= Autism Network International =

Advocacy organization run by and for autistic people

Autism Network International's logo

Autism Network International (ANI) is an advocacy organization run by and for autistic people. ANI's principles involve the anti-cure perspective, the perspective that there should not be a goal to "cure" people of autism.

== History ==
ANI was started by Jim Sinclair, Kathy Grant, and Donna Williams in 1992. The advocacy group is organized by autistic people for autistic people. ANI started out as a pen pal group, but when they first met in person, "they felt a sense of belonging, of being understood, of having the same concepts and sharing a language, of being normal." Sinclair and the other founders created an online community where participants could discuss issues in the online forum. ANI began publishing a physical newsletter, called Our Voice.

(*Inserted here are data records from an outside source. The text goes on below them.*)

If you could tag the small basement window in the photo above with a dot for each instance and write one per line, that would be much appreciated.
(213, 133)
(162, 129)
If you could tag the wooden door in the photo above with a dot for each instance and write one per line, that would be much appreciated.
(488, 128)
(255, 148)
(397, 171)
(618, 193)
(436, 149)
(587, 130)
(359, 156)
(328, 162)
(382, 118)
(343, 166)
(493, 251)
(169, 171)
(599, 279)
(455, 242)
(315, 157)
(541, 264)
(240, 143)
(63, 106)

ANI is responsible for coining the phrase "neurologically typical". Sinclair used ANI to help focus on the positive benefits of being autistic, rather than the negatives. ANI has helped autistic individuals learn "the important lesson of delighting in a shared autistic culture".

==Autreat==
Autreat was a United States retreat and conference hosted by Autism Network International for autistic people. The first Autreat was in 1996, and was held at Camp Bristol Hills in New York. In 1999, there were 80 attendees, with one woman traveling from as far as Japan. Autreat was held annually between 1996 and 2013, with the exception of 2001.

Autreat was a conference for autistic people "designed by autistic people". It was a contrast to other autism conferences, which ANI believes are typically about autistic people but are intended for parents and professionals. Although parents, professionals, and others were welcome, Autreat was specifically designed for autistics, and offers an "autism-friendly" environment, free of sensory bombardment. Common autistic mannerisms, like exceedingly literal conversation and hand-flapping, are to be expected. Common sources of autistic irritation, like casual hugs and fluorescent lighting, are not allowed.

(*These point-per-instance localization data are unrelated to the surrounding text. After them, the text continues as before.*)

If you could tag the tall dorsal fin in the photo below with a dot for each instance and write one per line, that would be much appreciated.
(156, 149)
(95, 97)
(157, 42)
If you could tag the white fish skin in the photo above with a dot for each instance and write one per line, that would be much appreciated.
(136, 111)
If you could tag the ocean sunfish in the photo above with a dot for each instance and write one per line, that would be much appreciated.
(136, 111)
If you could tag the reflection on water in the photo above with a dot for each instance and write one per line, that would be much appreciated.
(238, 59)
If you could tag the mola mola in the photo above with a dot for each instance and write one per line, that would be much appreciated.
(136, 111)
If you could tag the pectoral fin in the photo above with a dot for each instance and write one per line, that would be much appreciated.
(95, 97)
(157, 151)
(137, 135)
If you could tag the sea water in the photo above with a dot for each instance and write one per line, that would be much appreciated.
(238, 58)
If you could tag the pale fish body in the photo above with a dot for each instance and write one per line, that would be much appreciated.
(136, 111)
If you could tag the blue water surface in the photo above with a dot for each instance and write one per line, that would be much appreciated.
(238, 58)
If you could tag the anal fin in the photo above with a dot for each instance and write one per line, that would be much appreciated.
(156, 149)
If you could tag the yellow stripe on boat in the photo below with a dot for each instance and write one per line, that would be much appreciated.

Guests were under no pressure to interact socially. A simple visual code in the form of a colored badge was used to indicate members who wish to interact with anyone and everyone, those who wish not to be approached by strangers, and those who wish not to be approached at all. Autreat helped allow autistic individuals a "place to pursue and enjoy a nonconforming subculture".

Autreat inspired similar programs such as AutCon in the western United States, as well as in other countries, such as Autscape in England, Projekt Empowerment in Sweden and AUTcamp in Italy.